A Wednesday to Thursday Russian overnight missile and drone attack on Kyiv killed at least 25 people and injured more than 56, prompting the city to declare Friday, July 3 a Day of Mourning. The assault damaged more than 20 residential buildings and a medical facility, with rescue teams reportedly still searching for survivors trapped beneath collapsed buildings.
Red Cross Warehouse in Kyiv Destroyed, 320,000 Relief Items Gone
A Ukrainian Red Cross humanitarian warehouse in Kyiv was also struck, wiping out about 320,000 relief items worth over HR.79 million ($1,764,719), including generators, defibrillators, and other emergency supplies meant for vulnerable citizens.
The overnight assault drove a record 52,500 people, including about 4,500 children, into Kyiv’s metro stations, marking the highest wartime shelter use recorded.
Earlier strikes on schools
The kindergarten attack was far from the first.
This year, in May, Russian armed forces struck a kindergarten in central Sumy with two drones, killing a security guard and injuring two others. No children were present at the time. The attack came as part of a wider wave that included two Iskander-M ballistic missiles, one guided air-launched missile, and 108 drones, according to Ukraine’s Air Force.
In February, a Russian drone strike on the port infrastructure in the Odesa region also destroyed a kindergarten building, as part of a broader overnight assault that injured two people, including a 3.5-year-old girl.
But Ukraine is taking steps to try to protect its children.
New school shelters
Kharkiv opened its first underground kindergarten on May 27, with Mayor Ihor Terekhov saying the city has already built 10 underground schools and converted a metro station into a classroom, aiming to keep children learning despite ongoing Russian strikes.
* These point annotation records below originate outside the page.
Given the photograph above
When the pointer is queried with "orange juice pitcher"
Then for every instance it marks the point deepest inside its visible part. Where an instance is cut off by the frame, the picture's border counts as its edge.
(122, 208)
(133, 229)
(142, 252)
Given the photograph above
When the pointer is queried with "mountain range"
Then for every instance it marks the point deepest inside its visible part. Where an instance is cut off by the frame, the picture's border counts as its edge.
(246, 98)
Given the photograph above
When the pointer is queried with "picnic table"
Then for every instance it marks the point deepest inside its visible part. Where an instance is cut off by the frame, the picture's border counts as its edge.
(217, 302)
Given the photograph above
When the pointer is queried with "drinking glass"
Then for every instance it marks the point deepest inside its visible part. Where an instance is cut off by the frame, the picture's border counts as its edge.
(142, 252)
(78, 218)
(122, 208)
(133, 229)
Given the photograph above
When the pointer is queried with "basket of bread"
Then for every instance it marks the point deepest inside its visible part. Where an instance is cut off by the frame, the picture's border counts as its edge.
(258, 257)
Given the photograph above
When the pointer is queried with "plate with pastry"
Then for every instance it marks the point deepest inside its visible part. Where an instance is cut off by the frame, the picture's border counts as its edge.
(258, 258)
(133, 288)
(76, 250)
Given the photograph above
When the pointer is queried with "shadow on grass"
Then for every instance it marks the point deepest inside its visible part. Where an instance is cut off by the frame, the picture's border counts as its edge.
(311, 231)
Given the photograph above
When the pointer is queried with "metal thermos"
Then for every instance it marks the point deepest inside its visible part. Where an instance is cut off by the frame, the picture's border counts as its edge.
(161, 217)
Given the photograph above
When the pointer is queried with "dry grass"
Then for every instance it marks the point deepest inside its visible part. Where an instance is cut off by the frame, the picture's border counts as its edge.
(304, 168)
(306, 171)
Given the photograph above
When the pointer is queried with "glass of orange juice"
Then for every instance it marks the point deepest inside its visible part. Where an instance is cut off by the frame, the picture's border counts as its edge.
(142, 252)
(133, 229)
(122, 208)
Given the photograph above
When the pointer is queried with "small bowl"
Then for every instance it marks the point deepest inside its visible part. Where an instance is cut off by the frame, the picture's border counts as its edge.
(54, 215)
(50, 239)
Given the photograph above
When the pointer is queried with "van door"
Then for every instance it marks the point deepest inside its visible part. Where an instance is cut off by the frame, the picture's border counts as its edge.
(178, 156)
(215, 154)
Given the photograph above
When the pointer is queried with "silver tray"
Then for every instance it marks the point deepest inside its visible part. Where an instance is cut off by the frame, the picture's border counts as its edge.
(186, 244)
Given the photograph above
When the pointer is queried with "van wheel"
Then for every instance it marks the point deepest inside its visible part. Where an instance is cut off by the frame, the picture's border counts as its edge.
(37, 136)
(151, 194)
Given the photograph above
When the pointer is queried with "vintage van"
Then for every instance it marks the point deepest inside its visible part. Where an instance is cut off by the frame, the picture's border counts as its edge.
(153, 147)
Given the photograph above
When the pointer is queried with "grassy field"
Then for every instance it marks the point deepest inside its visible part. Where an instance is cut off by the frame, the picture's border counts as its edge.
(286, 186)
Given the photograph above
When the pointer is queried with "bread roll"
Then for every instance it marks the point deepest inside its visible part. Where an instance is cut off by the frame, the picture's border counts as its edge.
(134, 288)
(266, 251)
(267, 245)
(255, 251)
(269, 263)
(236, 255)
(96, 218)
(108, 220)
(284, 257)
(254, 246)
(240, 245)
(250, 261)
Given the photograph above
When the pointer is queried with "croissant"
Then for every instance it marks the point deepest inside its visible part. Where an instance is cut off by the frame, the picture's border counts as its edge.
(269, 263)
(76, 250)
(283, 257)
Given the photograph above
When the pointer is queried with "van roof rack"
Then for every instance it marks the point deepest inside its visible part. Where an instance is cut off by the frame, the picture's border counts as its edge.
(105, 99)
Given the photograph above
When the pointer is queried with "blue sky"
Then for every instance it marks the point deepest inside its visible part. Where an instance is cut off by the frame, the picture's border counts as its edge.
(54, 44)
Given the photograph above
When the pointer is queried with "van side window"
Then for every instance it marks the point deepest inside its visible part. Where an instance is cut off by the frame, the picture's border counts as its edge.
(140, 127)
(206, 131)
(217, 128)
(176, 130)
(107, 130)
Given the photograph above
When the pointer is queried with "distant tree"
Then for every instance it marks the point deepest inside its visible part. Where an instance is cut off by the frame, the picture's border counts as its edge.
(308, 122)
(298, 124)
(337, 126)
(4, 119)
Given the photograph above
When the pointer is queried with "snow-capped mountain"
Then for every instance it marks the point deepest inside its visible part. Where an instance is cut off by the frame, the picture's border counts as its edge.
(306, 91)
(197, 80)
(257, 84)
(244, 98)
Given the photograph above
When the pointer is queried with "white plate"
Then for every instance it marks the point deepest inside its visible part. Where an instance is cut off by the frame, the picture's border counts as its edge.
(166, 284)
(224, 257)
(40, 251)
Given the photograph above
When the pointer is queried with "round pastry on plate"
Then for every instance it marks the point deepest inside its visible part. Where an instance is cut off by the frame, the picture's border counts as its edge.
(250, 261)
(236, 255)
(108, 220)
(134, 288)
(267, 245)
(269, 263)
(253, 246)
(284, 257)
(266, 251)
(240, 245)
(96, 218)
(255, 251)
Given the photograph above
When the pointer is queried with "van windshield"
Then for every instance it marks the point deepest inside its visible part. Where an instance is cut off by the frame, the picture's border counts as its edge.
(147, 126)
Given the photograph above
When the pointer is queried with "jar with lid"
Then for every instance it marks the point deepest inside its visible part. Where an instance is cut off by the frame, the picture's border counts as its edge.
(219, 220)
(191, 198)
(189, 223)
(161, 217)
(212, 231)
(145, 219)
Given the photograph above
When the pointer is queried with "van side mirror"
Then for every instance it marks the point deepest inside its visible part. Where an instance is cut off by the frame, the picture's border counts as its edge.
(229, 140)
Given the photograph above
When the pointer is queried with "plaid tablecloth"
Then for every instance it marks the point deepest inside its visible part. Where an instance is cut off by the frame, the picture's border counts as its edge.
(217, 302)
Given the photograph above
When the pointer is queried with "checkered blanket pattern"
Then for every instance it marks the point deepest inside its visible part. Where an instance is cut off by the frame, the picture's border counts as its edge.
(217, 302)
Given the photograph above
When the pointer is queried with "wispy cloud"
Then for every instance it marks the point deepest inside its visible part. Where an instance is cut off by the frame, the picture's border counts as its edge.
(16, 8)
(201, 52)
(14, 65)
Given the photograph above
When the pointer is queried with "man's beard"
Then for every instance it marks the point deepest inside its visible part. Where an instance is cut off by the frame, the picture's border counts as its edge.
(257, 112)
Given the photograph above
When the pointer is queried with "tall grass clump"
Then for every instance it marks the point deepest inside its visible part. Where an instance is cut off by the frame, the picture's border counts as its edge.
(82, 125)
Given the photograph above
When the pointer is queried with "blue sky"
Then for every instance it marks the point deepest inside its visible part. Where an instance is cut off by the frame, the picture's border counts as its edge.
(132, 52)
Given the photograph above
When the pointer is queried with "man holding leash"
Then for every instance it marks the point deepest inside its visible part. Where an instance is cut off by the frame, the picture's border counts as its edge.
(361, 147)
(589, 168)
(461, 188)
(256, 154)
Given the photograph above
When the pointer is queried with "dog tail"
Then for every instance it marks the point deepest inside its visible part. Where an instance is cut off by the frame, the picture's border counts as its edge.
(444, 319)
“I don’t want our enemy to take away our children’s childhood,” Terekhov said, adding that a second underground school opened in Pechenihy, in the Kharkiv region.
On July 1, a Czech-funded underground shelter opened at a lyceum in frontline Nikopol in the Dnipropetrovsk region, ending remote learning for 120 students and staff. The shelter was built to allow lessons to continue even during air raid alerts, equipped with classroom furniture, as well as restrooms, showers, and storage spaces.
According to Ukrainian authorities, Russia has killed more than 707 Ukrainian children since the beginning of the full-scale invasion in 2022.